Eosta: Why Europe’s leading organic produce distributor champions True Cost Accounting
A trip to the supermarket is full of decisions. We choose what we’d like to eat for dinner, yes, but we also reflect on which fruits and vegetables to buy. Beyond taste preference, our decision-making ability is often limited to looking at price. Do we opt for a conventionally-grown tomato, or do we instead select an organic variety?
Volkert Engelsman says consumers don’t have nearly enough information to make this decision: “If consumers would know what change they can trigger by buying food, that would be tremendous. The trouble is, they don’t.”
Engelsman is the Founder and Managing Director of Eosta, Europe’s leading importer, packer, and distributor of sustainable, organic, and fair trade fruits and vegetables. Established in 1990 and headquartered in the Netherlands, Eosta’s distribution channels stretch around the world, with relationships across six continents and with more than 1,000 organic growers.
To ensure all of its products and growers meet the company’s high standards for distribution, Eosta uses the Sustainability Flower, a quick evaluation tool that monitors the performance of growers against ecological and social indicators.
With vegetables and fruit sold under its consumer brand Nature & More, the private company makes it possible for consumers to trace its products, enabling them to make well-informed purchases at prices fair to producers, society, and the environment.
Eosta’s True Cost of Food campaign
Eosta champions True Cost Accounting (TCA). TCA is about calculating the hidden costs of the food we eat and making the economic case for sustainable food systems.
For example, a conventionally-grown pomegranate is almost guaranteed to have a lower price tag in store than a pomegranate sold under Eosta’s Nature & More brand. What that price tag doesn’t account for, however, are the effects that piece of fruit had on the health of the soil, the pollution of waterways, and other externalities (costs paid by society as a whole).
The in-store price doesn’t consider that the conventional pomegranate may have been picked by an under-paid farm worker, or that in going to work that farmer was exposed to harmful pesticides that also polluted a nearby stream. These are the natural, social, and human capital costs of food production, that are rarely factored into the final shelf price of products.

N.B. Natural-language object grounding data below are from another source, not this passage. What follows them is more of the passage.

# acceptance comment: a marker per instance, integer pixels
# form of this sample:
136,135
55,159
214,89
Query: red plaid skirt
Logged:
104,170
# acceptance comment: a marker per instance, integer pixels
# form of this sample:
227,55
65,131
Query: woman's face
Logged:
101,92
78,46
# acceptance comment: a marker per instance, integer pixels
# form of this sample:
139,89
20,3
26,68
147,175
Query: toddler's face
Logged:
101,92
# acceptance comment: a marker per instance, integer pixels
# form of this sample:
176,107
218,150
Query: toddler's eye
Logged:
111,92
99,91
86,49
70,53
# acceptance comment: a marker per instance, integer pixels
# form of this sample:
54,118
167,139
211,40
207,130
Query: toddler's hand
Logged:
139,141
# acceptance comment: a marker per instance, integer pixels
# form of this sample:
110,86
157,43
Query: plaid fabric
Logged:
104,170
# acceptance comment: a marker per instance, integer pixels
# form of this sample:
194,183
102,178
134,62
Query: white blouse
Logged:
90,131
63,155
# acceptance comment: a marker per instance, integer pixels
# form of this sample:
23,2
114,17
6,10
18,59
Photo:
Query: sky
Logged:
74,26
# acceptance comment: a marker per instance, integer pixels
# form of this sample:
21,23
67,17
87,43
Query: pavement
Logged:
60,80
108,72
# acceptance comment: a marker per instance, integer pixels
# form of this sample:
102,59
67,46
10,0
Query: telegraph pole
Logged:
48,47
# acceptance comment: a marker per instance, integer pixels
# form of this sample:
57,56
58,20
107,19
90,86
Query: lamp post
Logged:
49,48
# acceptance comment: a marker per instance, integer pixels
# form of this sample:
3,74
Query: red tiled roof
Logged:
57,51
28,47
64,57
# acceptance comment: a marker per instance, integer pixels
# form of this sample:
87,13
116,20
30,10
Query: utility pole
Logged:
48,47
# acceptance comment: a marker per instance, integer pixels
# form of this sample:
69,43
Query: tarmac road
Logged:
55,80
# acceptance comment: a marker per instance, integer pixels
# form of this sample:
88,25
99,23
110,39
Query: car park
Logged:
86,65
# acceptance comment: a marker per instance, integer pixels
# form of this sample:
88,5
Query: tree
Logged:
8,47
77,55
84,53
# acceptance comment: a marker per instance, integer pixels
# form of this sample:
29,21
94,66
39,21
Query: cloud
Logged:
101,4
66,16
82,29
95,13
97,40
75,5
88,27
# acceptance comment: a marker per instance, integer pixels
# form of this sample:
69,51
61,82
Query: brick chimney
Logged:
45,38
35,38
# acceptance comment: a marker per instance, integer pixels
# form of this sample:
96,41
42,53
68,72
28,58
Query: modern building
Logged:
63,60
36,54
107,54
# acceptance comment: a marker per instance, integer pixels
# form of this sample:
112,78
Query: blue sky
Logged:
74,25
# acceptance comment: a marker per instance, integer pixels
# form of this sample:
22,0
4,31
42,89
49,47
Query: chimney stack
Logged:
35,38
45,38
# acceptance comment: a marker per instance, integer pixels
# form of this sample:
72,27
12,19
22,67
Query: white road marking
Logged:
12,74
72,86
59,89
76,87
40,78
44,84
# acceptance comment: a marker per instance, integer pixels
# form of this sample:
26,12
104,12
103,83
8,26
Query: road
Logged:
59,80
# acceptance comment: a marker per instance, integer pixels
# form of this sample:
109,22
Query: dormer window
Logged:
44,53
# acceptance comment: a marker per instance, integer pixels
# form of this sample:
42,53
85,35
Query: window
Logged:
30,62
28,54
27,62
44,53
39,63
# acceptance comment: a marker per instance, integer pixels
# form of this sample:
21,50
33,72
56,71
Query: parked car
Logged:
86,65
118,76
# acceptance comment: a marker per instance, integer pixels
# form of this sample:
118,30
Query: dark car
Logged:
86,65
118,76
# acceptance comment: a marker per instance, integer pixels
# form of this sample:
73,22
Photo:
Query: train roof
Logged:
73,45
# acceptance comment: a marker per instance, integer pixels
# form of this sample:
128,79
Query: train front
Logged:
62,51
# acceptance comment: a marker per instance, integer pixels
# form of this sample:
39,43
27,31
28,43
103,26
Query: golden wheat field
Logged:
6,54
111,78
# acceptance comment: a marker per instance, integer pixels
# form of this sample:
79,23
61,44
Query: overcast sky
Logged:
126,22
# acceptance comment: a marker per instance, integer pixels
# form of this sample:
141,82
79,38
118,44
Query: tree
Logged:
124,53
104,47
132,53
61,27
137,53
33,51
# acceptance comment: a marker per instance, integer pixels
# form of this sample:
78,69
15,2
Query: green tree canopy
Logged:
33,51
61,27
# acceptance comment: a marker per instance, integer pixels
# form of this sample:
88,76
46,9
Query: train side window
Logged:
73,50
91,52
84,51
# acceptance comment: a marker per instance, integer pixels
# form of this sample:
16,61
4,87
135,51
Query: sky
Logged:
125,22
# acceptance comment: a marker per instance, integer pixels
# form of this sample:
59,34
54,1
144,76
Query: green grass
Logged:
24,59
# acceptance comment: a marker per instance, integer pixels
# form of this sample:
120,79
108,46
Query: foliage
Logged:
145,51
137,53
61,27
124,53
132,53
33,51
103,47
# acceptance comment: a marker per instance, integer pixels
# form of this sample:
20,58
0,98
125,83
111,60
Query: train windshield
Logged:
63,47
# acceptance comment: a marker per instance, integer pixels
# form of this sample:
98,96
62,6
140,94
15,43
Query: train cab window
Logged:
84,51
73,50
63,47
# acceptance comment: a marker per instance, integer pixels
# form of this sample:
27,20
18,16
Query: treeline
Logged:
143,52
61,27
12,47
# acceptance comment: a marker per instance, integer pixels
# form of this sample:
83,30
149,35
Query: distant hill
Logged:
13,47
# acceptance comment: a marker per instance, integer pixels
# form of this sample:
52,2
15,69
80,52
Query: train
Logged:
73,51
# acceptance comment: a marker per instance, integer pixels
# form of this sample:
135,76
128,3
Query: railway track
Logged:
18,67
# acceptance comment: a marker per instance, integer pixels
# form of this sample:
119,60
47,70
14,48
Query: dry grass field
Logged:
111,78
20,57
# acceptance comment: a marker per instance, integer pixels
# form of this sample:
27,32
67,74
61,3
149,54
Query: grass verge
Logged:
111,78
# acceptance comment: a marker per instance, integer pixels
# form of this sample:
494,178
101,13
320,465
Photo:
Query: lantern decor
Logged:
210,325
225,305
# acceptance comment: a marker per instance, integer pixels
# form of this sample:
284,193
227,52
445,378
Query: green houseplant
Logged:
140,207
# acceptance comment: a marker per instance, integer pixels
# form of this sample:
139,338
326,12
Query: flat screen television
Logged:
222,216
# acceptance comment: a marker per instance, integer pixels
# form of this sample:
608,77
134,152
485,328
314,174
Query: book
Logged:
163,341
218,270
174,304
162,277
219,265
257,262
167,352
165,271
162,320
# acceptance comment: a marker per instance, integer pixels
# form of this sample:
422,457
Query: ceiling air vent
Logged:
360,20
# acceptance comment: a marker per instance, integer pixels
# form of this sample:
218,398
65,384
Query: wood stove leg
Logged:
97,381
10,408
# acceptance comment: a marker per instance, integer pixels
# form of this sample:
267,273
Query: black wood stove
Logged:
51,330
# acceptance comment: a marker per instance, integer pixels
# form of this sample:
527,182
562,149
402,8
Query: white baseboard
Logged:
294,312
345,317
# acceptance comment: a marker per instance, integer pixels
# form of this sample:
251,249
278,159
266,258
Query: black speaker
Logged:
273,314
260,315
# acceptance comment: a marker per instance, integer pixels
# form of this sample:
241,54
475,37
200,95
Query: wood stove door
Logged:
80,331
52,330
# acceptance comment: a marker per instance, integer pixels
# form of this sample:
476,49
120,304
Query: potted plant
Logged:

Supported by a number of partners, including another Beacon of Hope, Hivos, Eosta launched its True Cost of Food campaign in 2017. The accompanying pilot study assessed and attached a price tag to compare conventional farming versus organic farming. With help from United Nations Food and Agriculture Organization tools, Eosta measured the positive and negative externalities of both farming methods on livelihoods, health, soil fertility, water management, biodiversity, and mitigation of climate change.
One calculation demonstrated that organic apples offer consumers €0.19 per kilogram in cost savings around health. To obtain this calculation, the study examined the consumer health impact of pesticide exposure and farm worker safety. “Buy organic apples and save 27 sick days (per hectare and year),” stated a cheeky campaign ad in which a grocery consumer was shown reaching for an apple from a hospital bed.
At a much larger scale, the hidden environmental damage and social costs of the world’s current food system is estimated at US $4.8 trillion. “As long as we keep externalizing costs to the future generation, we will not succeed in providing mankind with food in a sustainable way,” explains Engelman in a video interview.
The goal of the True Cost of Food campaign was to create evidence and enable consumers to put their money where their mouth is when it comes to supporting organic growers. The study was also about communicating the externalities of the food system using a language that policymakers typically understand: a dollar figure.
In addition to its TCA assessments, Eosta has launched a number of innovative tools to make it easier and more fun for consumers to eat healthy.
Under its Dr. Good Food campaign, Eosta created VitaPlate, a tool and website where grocery shoppers in the Netherlands can learn more about the components of a well-balanced plate: half fresh fruits and vegetables, a quarter cereals and potatoes, and a quarter protein. By partnering with Ekoplaza, a Dutch organic supermarket chain, the initiative nudges consumers into making healthier, plant-based choices.
In addition to VitaPlate, Eosta’s produce include a unique numbered code that supermarket shoppers can input into the brand’s website. Shoppers are then directed to an information page about the grower where they can learn about their environmental impact and even access the farmer’s favourite recipe. By re-establishing the connection between consumer and grower, Eosta is creating more aware and mindful shoppers.
With its many campaigns and contributions to the True Cost Accounting space, Eosta demonstrates the important leadership role that a private, multinational company can play in driving sustainability.